Super-replication with nonlinear transaction costs and volatility uncertainty
Peter Bank, Yan Dolinsky, and Selim G\"okay

TL;DR
This paper investigates super-replication of financial derivatives in illiquid markets with uncertain volatility, providing a dual characterization of super-replication prices and analyzing their behavior as trading frequency increases.
Contribution
It introduces a dual framework for super-replication under nonlinear costs and volatility bounds, extending existing models to include market illiquidity and uncertainty.
Findings
Dual representation of super-replication prices as supremum of penalized expectations
Scaling limit of super-replication prices as trading frequency increases
Extension of previous results to include nonlinear transaction costs and volatility uncertainty
Abstract
We study super-replication of contingent claims in an illiquid market with model uncertainty.

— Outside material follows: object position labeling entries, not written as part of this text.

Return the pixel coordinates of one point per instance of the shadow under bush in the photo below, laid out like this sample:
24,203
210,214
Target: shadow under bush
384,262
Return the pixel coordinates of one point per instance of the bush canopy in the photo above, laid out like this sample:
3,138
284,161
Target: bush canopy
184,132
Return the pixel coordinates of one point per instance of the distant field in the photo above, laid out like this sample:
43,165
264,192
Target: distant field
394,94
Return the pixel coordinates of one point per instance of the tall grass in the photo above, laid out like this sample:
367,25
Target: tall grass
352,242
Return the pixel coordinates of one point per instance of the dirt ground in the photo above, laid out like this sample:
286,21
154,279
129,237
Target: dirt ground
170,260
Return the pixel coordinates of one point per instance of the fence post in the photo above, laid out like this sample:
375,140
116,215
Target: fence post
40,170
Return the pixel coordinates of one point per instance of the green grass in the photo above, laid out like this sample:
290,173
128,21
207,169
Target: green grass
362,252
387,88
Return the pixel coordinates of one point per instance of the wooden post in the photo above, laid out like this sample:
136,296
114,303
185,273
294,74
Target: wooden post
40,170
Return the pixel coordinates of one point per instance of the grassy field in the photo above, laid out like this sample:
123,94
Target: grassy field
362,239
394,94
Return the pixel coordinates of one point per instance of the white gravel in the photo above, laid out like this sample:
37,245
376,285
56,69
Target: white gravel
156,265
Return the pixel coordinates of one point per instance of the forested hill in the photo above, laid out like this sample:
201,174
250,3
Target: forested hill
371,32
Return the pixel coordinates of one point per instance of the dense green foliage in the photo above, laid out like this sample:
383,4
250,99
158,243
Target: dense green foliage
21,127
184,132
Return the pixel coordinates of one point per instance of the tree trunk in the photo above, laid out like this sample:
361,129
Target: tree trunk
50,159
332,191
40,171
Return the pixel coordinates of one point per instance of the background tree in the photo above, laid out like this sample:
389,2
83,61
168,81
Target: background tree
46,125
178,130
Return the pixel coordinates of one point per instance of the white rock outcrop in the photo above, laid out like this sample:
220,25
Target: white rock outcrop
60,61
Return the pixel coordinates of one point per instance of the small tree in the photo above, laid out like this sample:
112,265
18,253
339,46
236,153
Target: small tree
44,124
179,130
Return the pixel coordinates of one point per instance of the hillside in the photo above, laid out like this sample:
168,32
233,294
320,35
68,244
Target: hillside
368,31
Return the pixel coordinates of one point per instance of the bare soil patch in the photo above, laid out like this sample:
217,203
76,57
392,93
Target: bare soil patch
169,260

Illiquidity is captured by nonlinear transaction costs in discrete time and model uncertainty arises as our only assumption on stock price returns is that they are in a range specified by fixed volatility bounds. We provide a dual characterization of super-replication prices as a supremum of penalized expectations for the contingent claim's payoff. We also describe the scaling limit of this dual representation when the number of trading periods increases to infinity. Hence, this paper complements the results in [11] and [19] for the case of model uncertainty.